BERITABUANA.CO, TEL AVIV – Meski Israel gembira karena induk senangnya Amerika Serikat (AS), berhasil merudal tiga tempat penyimpanan bom milik Orang, namun secara psikologis Iran sudah lebih dahulu mendapatkan kabar gembira. Pasalnya anak Perdana Menteri Israel Benjamin Netanyahu gagal kawin akibat serangan rudal Iran yang memporak-porandakan kota Tel Aviv dan kota-kota lainnya. Kemudian Iran pun mendapat keuntungan dengan keluhan Netanyahu tentang anaknya gagal kawin tidak mendapatkan simpatik warga Israel yang anti Netanyahu.
Dalam pidatonya yang memicu kontroversi, Perdana Menteri Israel Benjamin Netanyahu menyatakan bahwa akibat serangan Iran ia harus menanggung dengan biaya pribadi.
Dalam pidatonya yang disiarkan di televisi pada Jumat (20/6/2025), Netanyahu berusaha menunjukkan bahwa setiap warga Israel, termasuk keluarganya, turut menanggung beban pengorbanan.
Ia menyebut pernikahan putra bungsunya, Avner Netanyahu, telah ditunda sebanyak dua kali karena alasan keamanan di tengah ancaman serangan.
“Kita semua menanggung biaya pribadi, dan keluarga saya tidak terkecuali,” ujar Netanyahu.
Namun, alih-alih menuai simpati, pernyataan Netanyahu tersebut justru mengundang reaksi keras dan sinisme dari berbagai kalangan di Israel.
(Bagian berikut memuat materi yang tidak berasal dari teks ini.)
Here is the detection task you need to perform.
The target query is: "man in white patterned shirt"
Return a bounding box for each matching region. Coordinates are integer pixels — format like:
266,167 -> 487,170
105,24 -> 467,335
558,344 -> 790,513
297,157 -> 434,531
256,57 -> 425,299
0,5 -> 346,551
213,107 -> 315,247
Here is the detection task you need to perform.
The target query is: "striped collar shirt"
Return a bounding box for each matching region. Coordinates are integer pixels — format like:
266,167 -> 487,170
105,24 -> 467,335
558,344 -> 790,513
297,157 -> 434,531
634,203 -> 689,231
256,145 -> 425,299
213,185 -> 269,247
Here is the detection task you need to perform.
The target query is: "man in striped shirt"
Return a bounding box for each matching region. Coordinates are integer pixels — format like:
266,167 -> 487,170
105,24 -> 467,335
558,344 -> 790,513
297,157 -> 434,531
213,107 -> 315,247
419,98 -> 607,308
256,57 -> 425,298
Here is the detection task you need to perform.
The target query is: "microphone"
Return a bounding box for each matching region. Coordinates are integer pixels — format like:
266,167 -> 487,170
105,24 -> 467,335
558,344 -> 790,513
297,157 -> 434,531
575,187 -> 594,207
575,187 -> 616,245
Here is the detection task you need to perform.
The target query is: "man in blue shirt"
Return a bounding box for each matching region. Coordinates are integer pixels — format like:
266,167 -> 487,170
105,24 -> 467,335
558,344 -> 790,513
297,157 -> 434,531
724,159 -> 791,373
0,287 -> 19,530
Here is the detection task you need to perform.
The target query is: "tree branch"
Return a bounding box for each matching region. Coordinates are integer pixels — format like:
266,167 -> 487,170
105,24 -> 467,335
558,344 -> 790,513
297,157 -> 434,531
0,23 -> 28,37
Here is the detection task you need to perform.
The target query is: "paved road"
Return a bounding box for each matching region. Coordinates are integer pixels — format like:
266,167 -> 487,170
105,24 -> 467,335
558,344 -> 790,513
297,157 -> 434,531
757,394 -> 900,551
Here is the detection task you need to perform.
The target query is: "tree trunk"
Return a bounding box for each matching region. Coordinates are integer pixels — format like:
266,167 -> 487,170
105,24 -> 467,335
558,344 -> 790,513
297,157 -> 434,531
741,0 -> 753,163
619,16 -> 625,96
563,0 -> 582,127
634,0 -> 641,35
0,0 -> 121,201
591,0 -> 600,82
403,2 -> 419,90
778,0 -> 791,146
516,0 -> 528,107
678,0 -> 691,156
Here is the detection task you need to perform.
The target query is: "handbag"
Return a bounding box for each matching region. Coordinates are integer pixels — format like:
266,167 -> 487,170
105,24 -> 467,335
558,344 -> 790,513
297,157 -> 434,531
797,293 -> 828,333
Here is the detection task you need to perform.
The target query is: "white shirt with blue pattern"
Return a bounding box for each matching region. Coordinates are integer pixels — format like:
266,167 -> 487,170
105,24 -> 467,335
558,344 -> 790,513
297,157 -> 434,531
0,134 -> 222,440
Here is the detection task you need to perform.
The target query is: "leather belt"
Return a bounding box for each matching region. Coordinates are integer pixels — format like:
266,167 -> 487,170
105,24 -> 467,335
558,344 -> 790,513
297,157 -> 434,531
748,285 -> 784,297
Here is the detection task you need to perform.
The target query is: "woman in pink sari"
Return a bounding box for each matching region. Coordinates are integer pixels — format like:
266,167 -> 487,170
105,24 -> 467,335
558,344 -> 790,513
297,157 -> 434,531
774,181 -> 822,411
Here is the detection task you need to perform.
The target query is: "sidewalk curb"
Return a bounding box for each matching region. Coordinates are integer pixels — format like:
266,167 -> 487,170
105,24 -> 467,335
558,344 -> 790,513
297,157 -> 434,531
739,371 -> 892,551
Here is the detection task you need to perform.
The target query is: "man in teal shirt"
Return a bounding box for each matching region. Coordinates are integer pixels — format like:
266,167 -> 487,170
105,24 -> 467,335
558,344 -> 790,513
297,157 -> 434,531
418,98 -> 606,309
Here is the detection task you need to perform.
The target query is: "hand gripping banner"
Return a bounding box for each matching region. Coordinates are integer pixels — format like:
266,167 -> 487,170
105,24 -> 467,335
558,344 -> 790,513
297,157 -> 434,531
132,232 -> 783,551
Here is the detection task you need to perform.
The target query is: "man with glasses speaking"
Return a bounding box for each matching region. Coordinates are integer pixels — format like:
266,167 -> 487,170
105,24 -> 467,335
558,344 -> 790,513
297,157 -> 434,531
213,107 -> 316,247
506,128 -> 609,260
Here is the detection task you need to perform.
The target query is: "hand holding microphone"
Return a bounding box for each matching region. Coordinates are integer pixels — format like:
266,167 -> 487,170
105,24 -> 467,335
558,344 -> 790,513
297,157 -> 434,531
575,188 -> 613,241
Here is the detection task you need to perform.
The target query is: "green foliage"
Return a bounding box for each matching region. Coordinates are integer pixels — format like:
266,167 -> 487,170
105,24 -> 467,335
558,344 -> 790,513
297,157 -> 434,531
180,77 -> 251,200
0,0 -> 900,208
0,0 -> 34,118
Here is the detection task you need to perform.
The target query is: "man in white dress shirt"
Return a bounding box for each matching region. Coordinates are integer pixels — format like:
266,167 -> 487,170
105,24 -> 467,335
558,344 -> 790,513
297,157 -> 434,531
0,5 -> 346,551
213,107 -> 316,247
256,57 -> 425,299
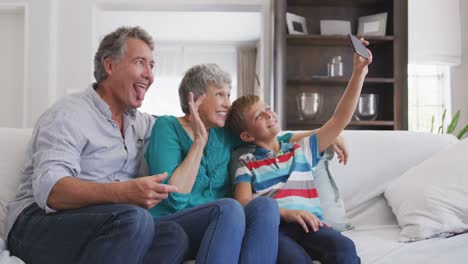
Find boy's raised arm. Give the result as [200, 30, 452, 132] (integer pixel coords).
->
[317, 40, 372, 152]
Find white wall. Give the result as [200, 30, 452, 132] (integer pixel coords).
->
[0, 0, 272, 127]
[450, 0, 468, 128]
[0, 10, 24, 127]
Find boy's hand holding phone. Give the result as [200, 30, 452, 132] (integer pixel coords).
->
[348, 34, 372, 75]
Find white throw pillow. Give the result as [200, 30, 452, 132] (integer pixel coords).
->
[385, 139, 468, 242]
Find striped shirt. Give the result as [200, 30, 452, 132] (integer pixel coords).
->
[234, 135, 323, 219]
[5, 87, 154, 237]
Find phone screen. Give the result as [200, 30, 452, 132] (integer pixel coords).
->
[348, 34, 369, 59]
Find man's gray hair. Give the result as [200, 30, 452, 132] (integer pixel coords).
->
[179, 63, 231, 114]
[94, 26, 154, 84]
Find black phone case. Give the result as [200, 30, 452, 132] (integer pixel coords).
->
[348, 34, 369, 59]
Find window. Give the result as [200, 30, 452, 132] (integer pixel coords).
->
[408, 64, 451, 133]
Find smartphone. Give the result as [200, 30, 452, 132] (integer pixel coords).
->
[348, 34, 369, 60]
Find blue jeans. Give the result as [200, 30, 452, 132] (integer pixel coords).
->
[278, 222, 361, 264]
[157, 197, 279, 263]
[8, 203, 188, 264]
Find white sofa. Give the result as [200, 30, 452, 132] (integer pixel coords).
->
[0, 128, 468, 264]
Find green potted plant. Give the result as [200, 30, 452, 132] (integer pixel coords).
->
[431, 109, 468, 139]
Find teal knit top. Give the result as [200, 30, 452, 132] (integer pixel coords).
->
[146, 116, 292, 217]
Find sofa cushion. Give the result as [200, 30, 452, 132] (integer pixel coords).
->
[0, 128, 31, 238]
[385, 139, 468, 241]
[314, 148, 352, 231]
[330, 130, 458, 226]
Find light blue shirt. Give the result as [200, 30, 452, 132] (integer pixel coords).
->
[6, 88, 154, 235]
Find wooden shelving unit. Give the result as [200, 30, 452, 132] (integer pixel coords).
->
[275, 0, 408, 130]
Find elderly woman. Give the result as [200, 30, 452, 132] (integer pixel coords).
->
[146, 64, 290, 263]
[146, 64, 348, 263]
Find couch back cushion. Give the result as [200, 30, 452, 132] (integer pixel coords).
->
[330, 130, 458, 225]
[0, 128, 31, 238]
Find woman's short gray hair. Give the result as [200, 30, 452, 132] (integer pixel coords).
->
[94, 27, 154, 84]
[179, 63, 231, 114]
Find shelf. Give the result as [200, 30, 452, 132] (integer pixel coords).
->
[286, 35, 395, 46]
[287, 76, 395, 84]
[288, 120, 395, 126]
[288, 0, 388, 7]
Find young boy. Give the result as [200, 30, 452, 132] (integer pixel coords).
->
[227, 40, 372, 264]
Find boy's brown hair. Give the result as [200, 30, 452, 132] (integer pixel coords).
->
[226, 94, 260, 135]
Banyak warga dan tokoh oposisi menuduh sang PM tidak peka dan tidak dapat memahami penderitaan sesungguhnya yang dialami warga biasa akibat perang.
Para kritikus dengan cepat menunjukkan kontras antara penundaan sebuah pesta pernikahan dengan kehilangan nyawa, rumah, dan anggota keluarga yang dialami oleh banyak warga Israel dan Palestina.
Di media sosial, banyak warga Israel menyuarakan kemarahan mereka, menganggap komentar Netanyahu sebagai upaya yang canggung dan egois untuk menghubungkan pengorbanannya dengan penderitaan rakyat.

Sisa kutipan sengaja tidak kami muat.